I left the workshop so inspired by the women in our group, seeing their confidence and enthusiasm and excitement about all the potential in their work and their lives. As I saw them hustle out the door to catch President Obama’s address which kicked off the conference (!!), I remember thinking they’re owning it.
Interestingly, it seemed like the recurring theme of the entire weekend as I saw it.
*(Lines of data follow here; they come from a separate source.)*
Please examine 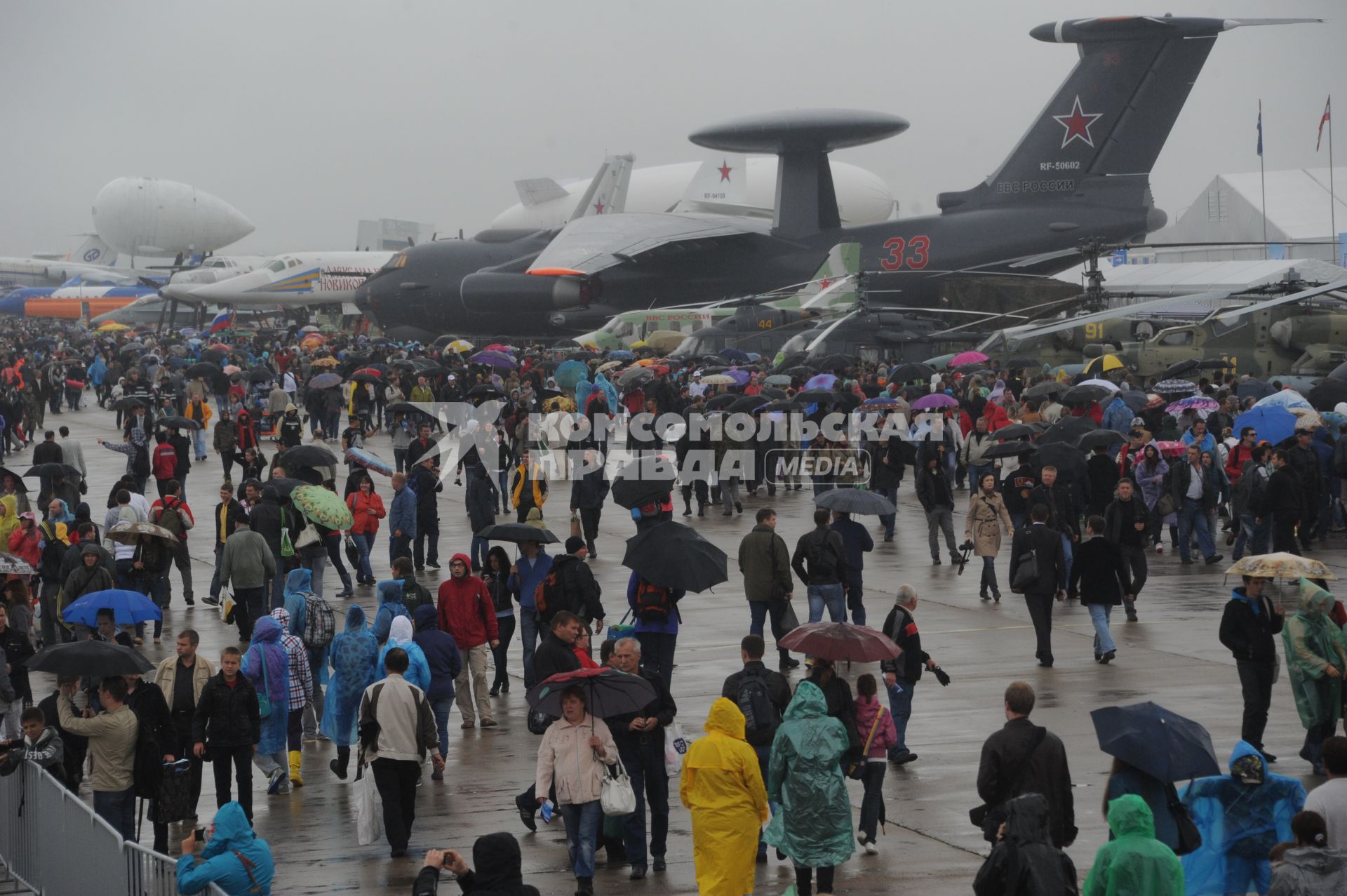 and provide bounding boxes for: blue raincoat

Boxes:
[177,801,276,896]
[763,682,855,868]
[1179,741,1305,896]
[375,616,429,694]
[243,616,290,756]
[318,603,379,747]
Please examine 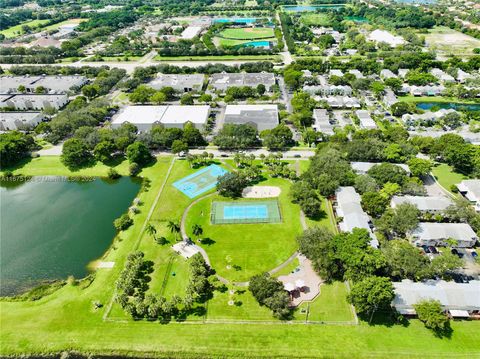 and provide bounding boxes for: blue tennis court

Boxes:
[173,165,228,198]
[223,205,268,219]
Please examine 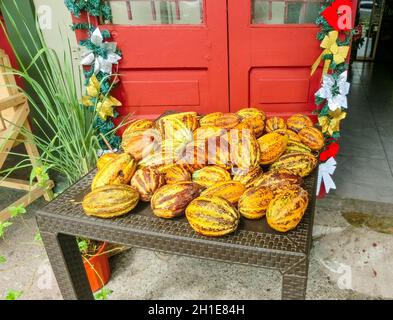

I felt it in the Voices of the Year readings which were as perfectly curated as any previous year. Not a single woman seemed nervous or anxious or wiggly. Not Dresden Shumaker who had the room in tears writing about overcoming the Welfare Queen label. Not Suzanne Barston who spectacularly described why supporting formula feeders is a feminist issue without pulling punches. Not Arnebya Hernon who tackled racism and Travyon Martin’s shooting from a Black mother’s painful perspective. Not Shari Simpson who brought the house down with a hilarious (really) story about a desperate search for sanitary items at a party at Tori Spelling’s mansion.
They owned their words, their presence, their stories, their ideas. Spectacularly.
It was something I had to do myself when I hosted a luncheon for Zarbees (like, the best product/sponsor/parent’s lifesaver ever) and found out that I was going to interview someone I had admired for ages. Interviewing famous people publicly isn’t something that comes as naturally to me as say, writing blog posts or feeding my kids cereal for dinner. But I’m learning that each new challenge I take on helps to convince me I’m ready for the next one.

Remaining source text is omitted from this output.